Hankie dropped coins into the pinball machine, then raised his hands and began to vocalize what might have been the theme from Rocky.

George jerked his head at him. “Now that he’s out again, Hankie’s got big plans. A gas station in Malden.”

“That so?” Blaze asked.

“Yeah. Crime of the fuckin century. You want to make a hundred bucks this afternoon?”

“Sure.” Blaze answered without hesitation.

“Will you do exactly what I tell you?”

“Sure. What’s the gag, Mr. Rackley?”

“George. Call me George.”

“What’s the gag, George?” Then he reconsidered the hot, urgent eyes and said, “I don’t hurt nobody.”

“Me either. Bang-bang’s for mokes. Now listen.”

That afternoon George and Blaze walked into Hardy’s, a thriving department store in Lynn. All the clerks in Hardy’s wore pink shirts with white arms. They also wore badges that said HI! I’M DAVE! Or JOHN! Or whoever. George was wearing one of those shirts under his outside shirt. His badge said HI! I’M FRANK! When Blaze saw that, he nodded and said, “That’s like an alias, right?”

George smiled — not the one he’d used around Hankie Melcher — and said: “Yes, Blaze. Like an alias.”

Something in that smile made Blaze relax. There was no hurt or mean in it. And since it was just the two of them on this gag, there was no one to nudge George in the ribs when Blaze said something dumb, and make him the outsider. Blaze wasn’t sure George would’ve grinned even if there had been someone else. He might have said something like Keep your fuckin elbows to yourself, shitmonkey. Blaze found himself liking someone for the first time since John Cheltzman died.

George had hoed his own tough row through life. He had been born in the charity ward of a Providence Catholic hospital called St. Joseph’s: mother unwed, father unknown. She resisted the nuns’ suggestions that she give the boy up for adoption and used him as a club to beat her family with instead. George grew up on the patched-pants side of town and pulled his first con at the age of four. His mother was about to give him a whacking for spilling a bowl of Maypo. George told her a man had brought her a letter and left it in the hall. While she was looking for it, he locked her out of the apartment and booked it down the fire escape. His whacking later was double, but he never forgot the exhilaration of knowing he had won, at least for a little while; he would chase that I gotcha feeling the rest of his life. It was ephemeral but always sweet.

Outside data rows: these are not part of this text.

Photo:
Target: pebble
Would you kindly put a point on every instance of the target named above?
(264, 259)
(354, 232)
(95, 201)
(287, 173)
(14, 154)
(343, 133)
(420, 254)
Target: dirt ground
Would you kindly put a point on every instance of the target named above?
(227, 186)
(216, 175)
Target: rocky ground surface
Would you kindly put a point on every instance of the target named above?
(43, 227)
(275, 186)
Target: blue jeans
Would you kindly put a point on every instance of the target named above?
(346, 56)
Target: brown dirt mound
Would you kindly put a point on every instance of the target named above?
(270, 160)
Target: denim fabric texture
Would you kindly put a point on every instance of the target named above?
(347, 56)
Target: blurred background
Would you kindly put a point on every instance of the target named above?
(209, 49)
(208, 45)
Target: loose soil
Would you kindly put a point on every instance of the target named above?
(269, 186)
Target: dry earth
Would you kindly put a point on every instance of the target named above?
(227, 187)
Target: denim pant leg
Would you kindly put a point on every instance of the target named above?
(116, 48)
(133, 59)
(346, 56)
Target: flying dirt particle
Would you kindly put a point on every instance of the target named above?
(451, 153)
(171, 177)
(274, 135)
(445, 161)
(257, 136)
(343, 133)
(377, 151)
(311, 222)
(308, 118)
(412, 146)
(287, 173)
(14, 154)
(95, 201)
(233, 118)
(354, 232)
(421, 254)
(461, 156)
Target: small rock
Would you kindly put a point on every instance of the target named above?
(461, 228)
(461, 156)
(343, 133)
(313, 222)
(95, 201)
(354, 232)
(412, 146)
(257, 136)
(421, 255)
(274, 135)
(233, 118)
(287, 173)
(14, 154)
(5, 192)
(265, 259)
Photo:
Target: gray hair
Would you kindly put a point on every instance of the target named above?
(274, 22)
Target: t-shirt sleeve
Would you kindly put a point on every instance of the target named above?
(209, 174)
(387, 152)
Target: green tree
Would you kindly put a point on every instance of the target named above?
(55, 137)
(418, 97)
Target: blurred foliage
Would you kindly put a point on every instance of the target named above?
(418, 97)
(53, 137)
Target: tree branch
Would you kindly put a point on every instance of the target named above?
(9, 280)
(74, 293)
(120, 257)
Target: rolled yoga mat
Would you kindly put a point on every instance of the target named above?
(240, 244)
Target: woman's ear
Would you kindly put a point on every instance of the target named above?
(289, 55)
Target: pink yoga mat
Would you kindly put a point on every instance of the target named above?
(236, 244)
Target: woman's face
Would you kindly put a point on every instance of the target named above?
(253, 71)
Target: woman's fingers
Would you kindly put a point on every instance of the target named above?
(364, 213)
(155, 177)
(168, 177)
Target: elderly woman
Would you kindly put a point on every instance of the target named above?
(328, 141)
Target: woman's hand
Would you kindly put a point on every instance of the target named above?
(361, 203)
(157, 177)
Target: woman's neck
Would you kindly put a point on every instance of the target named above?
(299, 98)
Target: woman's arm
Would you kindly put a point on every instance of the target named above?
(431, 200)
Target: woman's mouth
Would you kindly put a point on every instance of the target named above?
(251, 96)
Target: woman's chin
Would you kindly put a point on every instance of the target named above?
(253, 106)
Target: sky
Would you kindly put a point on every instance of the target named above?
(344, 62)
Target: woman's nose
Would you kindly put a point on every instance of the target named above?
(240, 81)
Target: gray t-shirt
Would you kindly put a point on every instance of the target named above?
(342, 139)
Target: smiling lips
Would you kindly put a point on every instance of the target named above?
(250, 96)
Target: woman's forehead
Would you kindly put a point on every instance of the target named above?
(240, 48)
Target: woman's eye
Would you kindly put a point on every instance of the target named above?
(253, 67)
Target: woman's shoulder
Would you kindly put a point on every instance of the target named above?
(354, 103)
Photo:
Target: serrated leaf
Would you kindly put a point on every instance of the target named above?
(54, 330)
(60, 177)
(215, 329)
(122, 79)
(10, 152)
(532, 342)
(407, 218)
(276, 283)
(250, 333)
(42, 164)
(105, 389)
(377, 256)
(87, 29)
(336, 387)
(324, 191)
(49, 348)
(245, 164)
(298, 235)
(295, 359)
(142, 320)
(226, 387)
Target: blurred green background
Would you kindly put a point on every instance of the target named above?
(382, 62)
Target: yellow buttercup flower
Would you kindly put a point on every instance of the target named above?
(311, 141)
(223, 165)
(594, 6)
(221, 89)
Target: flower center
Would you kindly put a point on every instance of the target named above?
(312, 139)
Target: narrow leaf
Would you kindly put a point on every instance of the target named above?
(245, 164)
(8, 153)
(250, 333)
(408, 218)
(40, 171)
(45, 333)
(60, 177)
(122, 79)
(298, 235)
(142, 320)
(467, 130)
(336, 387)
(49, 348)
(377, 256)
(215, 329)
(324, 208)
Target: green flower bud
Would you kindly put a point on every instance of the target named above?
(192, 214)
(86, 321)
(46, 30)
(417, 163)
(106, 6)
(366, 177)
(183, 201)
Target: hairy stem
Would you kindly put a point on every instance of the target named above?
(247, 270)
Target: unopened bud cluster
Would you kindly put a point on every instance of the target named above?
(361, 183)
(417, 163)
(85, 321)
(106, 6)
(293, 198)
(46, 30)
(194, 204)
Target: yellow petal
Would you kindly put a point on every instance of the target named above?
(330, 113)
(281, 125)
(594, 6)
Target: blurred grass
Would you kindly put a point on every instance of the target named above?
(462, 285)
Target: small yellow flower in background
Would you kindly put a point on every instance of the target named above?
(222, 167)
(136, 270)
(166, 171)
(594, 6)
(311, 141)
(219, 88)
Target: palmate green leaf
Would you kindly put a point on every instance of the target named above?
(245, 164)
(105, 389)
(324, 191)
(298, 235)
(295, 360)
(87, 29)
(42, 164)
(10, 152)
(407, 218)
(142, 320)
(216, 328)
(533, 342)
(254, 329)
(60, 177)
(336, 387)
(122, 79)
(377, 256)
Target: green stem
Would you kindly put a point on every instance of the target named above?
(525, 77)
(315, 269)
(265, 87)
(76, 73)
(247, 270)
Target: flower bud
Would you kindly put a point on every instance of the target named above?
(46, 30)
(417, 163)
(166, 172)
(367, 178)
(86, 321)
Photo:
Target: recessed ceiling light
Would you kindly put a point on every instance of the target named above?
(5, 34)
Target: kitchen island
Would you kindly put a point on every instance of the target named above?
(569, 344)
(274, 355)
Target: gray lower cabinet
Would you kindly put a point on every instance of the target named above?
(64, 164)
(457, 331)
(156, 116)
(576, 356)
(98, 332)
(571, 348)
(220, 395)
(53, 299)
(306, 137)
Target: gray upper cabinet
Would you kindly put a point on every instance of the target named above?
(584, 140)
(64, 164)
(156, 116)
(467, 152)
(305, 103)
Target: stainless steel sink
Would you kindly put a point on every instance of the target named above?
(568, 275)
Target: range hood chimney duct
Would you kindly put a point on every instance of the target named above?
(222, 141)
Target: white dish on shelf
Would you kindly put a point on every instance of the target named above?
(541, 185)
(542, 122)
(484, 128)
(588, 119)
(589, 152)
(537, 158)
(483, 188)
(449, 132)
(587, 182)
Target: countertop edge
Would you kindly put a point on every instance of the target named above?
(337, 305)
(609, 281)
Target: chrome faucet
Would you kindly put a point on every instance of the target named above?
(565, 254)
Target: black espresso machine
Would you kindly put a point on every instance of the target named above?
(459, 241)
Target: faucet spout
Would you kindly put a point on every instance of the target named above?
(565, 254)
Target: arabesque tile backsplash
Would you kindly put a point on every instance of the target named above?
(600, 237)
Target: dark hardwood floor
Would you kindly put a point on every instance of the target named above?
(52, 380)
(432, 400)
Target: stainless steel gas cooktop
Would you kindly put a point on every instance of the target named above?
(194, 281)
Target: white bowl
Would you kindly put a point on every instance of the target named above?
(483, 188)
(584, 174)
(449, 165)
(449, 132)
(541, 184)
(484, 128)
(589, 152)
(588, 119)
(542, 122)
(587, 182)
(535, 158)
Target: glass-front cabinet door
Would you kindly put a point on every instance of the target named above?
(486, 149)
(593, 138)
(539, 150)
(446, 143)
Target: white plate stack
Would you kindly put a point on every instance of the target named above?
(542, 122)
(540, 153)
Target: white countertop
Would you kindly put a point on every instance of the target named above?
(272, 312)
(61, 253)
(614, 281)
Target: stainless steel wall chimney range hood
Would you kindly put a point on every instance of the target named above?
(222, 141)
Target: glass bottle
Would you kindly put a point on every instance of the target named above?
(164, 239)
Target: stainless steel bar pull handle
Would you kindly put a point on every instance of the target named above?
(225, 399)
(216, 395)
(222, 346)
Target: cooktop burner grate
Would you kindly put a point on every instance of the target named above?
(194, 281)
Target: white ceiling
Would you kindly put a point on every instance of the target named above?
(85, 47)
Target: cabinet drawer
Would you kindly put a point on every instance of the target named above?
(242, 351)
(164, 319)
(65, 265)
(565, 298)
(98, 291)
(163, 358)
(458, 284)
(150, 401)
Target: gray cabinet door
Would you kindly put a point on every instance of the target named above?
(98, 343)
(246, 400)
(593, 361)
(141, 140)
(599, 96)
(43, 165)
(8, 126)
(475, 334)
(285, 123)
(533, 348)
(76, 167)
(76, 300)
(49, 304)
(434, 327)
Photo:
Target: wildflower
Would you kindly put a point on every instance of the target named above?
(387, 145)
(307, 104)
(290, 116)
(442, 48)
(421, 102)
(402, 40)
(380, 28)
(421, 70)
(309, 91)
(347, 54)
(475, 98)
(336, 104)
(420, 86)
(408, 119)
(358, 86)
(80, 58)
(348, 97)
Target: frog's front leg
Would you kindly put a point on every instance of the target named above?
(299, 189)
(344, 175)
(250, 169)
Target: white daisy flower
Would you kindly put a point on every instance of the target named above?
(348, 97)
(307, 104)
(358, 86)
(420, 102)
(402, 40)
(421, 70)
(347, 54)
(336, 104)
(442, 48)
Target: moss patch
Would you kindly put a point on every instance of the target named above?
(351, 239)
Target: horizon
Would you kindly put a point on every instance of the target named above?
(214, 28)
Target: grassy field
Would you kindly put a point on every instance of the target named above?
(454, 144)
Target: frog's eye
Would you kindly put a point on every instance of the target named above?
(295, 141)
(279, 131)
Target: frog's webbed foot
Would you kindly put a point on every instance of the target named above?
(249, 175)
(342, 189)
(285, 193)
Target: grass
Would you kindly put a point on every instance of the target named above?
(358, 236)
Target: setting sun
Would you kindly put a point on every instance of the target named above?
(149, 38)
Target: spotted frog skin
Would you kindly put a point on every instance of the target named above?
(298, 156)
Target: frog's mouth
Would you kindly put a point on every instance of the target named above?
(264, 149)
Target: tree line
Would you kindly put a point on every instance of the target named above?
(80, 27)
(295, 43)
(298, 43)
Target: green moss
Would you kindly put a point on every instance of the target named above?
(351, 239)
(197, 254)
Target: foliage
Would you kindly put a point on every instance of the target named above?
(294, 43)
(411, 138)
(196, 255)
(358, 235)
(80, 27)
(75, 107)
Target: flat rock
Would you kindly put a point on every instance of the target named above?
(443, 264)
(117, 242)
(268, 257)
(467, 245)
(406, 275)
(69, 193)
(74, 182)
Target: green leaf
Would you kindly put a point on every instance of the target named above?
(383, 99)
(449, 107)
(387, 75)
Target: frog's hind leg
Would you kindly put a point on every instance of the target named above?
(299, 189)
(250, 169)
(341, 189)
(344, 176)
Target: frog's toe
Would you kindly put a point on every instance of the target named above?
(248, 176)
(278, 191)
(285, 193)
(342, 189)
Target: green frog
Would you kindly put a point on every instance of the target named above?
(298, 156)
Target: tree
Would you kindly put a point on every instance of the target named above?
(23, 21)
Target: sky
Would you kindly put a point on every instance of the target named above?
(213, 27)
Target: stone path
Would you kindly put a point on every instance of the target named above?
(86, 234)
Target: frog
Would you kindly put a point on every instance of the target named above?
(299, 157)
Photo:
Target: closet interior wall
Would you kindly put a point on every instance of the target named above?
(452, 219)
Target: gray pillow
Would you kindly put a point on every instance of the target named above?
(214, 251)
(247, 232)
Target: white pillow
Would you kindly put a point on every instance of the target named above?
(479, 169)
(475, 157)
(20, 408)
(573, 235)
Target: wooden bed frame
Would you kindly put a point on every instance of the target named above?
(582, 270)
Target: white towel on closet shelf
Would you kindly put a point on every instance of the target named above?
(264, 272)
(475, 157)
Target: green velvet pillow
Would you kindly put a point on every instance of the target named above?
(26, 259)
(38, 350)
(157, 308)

He was a bright and bitter boy. Experience taught him things that losers like Hankie Melcher would never learn. George and three older acquaintances (he did not have pals) stole a car when George was eleven, took a joyride from Providence to Central Falls, got pinched. The fifteen-year-old who had been behind the wheel went to the reformatory. George and the other boys got probation. George also got a monster whacking from the gray-faced pimp his mother was by then living with. This was Aidan O’Kellaher, who had notoriously bad kidneys — hence his street-name, Pisser Kelly. Pisser beat on him until George’s half-sister screamed for him to stop.

“You want some?” Pisser asked, and when Tansy shook her head he said, “Then shut your fucking airscoop.”

George never stole another car without a reason. Once was enough to teach him there was no percentage in joyriding. It was a joyless world.

At thirteen, he and a friend got caught boosting in Wool-worth’s. Probation again. And another whacking. George didn’t stop boosting, but improved his technique, and wasn’t caught again.